The industrial action embarked upon on Tuesday by oil workers across the country due to the restructuring of the Nigerian National Petroleum Corporation has been suspended.
As a result, work resumed at both the Abuja headquarters of the corporation and all its subsidiaries, as well as at petrol stations operated by the national oil firm.
It was learnt that the strike was suspended on Thursday morning after a marathon meeting between officials of the Federal Government and the National Union of Petroleum and Natural Gas Workers and the Petroleum and Natural Gas Senior Staff Association of Nigeria on Wednesday night.
In Lagos, very few filling stations which had the product to dispense recorded long queues of desperate motorists, who were joined by those who wanted to use the product to fuel their generators as a result of the prolonged blackout being experienced in the state and the attendant heatwaves.
The situation was the same in Abuja, Kaduna, Ogun and Nasarawa.
The workers had staged a protest at the headquarters of the NNPC, blocked the entrances to the firm and shut its operations nationwide on Wednesday, a development that worsened the already bad state of fuel supply across the country.
On Thursday morning, the Group Chairman, NUPENG, NNPC Branch, Mr. Odudu Udofia, told one of our correspondents that the strike had been suspended.
The suspension of the strike was also confirmed by an official of the NNPC in an email, in which he said officials of “NUPENG and PENGASSAN had a marathon meeting with the GMD/Minister of Petroleum (State) and NNPC top management for several hours, ending this (Thursday) morning at 4:30am on the ongoing industrial action.
“After exhaustive deliberations, a resolution was signed by the two parties. In view of that, the industrial action is hereby suspended.”
It was also gathered that marketers of petroleum products were currently avoiding the Lagos market, which they said was heavily regulated in terms of product pricing, adding that this was making them to have low margins.
One of our correspondents gathered that this was the reason why the current petrol scarcity was more pronounced in Lagos and its environs.
With the product selling in most states of the federation above N100 per litre instead of the regulated prices of N86 and N86.50, two marketers who spoke to one of our correspondents on condition of anonymity, said it made more market sense to concentrate on markets outside Lagos, where prices were arbitrarily fixed.

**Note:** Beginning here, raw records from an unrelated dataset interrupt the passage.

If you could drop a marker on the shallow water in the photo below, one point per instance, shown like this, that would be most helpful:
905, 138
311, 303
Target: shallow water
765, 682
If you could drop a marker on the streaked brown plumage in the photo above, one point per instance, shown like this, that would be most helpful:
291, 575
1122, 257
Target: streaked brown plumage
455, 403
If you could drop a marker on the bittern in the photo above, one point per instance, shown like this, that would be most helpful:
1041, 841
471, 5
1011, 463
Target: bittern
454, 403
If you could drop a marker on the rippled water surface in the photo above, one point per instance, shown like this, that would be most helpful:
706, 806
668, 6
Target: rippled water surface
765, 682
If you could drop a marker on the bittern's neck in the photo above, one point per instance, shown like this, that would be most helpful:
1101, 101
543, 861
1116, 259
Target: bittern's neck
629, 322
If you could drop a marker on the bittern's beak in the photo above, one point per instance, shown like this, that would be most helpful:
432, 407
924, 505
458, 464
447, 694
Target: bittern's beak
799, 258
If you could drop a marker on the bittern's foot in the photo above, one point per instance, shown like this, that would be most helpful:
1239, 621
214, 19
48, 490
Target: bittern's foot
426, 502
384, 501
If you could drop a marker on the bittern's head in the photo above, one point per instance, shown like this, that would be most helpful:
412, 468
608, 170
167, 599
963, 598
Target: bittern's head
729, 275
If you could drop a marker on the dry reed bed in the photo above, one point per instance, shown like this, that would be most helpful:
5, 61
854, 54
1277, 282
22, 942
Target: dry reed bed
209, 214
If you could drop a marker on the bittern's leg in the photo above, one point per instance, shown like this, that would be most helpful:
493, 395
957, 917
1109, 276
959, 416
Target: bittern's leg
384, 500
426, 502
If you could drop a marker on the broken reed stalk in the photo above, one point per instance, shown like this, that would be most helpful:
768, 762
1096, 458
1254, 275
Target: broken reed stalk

“As it is right now, supplying product to Lagos is not as good as supplying to other states. For independent marketers especially, there is a strong urge to sell their products in other markets for better yields,” one of the marketers said.
Reacting to the development, the Chairman, NUPENG, Lagos Zone, Alhaji Tokunbo Korodo, said the workers unions had called off the strike they embarked on and loading of products had commenced at the depots.
He also confirmed that more marketers were interested in supplying to markets outside Lagos owing to the fact that the strict regulation of the business in the state did not give room for higher prices above the N86.50 official price per litre.
“Marketers come here, pick products and move to areas outside Lagos. They sell at prices above the N86.50 official price and make more money,” he explained.